Actualizado el 21/11/2021 a las 18:20
A mi hija Macarena le ha mordido un perro en la mano. Sucedió el otro día cuando ella paseaba a los suyos y un tercero los atacó al pasar a su lado. El ataque de un perro es una manifestación brutal de la naturaleza salvaje en una versión dolorosamente física, espontánea y repentina.
Todo sucede de pronto, el fragor de los ladridos, el grito de la niña, el ojal abierto en el dorso de su mano dolorida, las primeras sangres, el mareo, el sudor frío, el miedo al hospital cuando ella entiende, como lo entiende cualquiera, que esa herida no se va a curar sola, las lágrimas que descienden por sus mejillas de nácar, alguien que pide con urgencia un trapo.
Después sucede el estudio del caso y del ataque desde todos los puntos de vista. Se ve uno envuelto en una conversación en la que las personas intentan comprender lo sucedido desde la sorpresa -“Es la primera vez que pasa. En realidad es un perro buenísimo”- o desde la acusación: “Es un perro muy malo”. Hay corrillos sobre la responsabilidad del perro que ha mordido que recuerdan mucho a las crónicas de la televisión en las que el asesino “siempre saludaba”, solo que ahora es el perro el que siempre saludaba.
Alguien viene a sostener que la culpa naturalmente la tiene el dueño, pues el animal siempre es inocente. El malvado ser humano es el que todo lo provoca. Buscad al dueño, y si no es de este dueño, será de otro, o de un niño que le tiró de una oreja, o de tu hija, que puso la mano donde no debía.

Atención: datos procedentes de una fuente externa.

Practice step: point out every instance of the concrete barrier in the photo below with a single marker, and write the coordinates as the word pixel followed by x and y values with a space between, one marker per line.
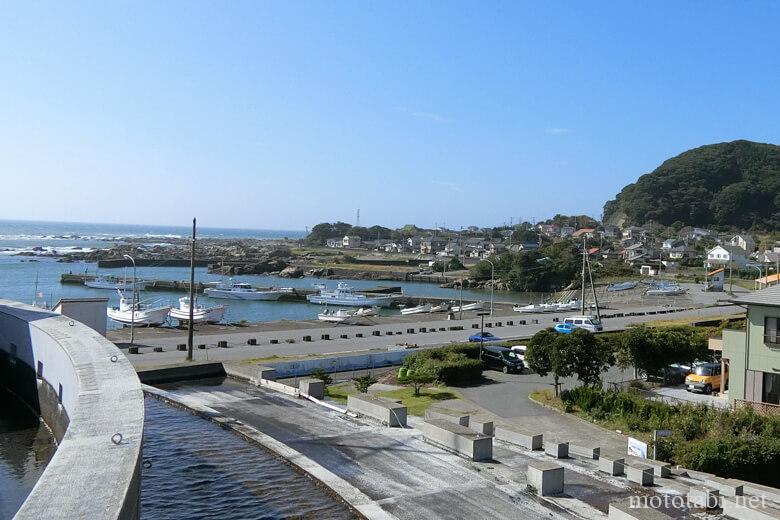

Ahí cuando aparece el César Millán de turno a dar una conferencia sobre qué hacer cuando los perros se pelean. Porque uno pasado la vida con perros y le han mordido tantos y tantos le han hecho feliz que ya ha perdido la cuenta, pero aquí está esta persona diciendo lo que has hecho mal y que seguramente esa violencia corresponde al tipo que lo abandonó o al que lo crió, que no le dio -parece- suficiente cariño, yo qué sé. Dan ganas de darle al perro el Premio Nobel de la Paz.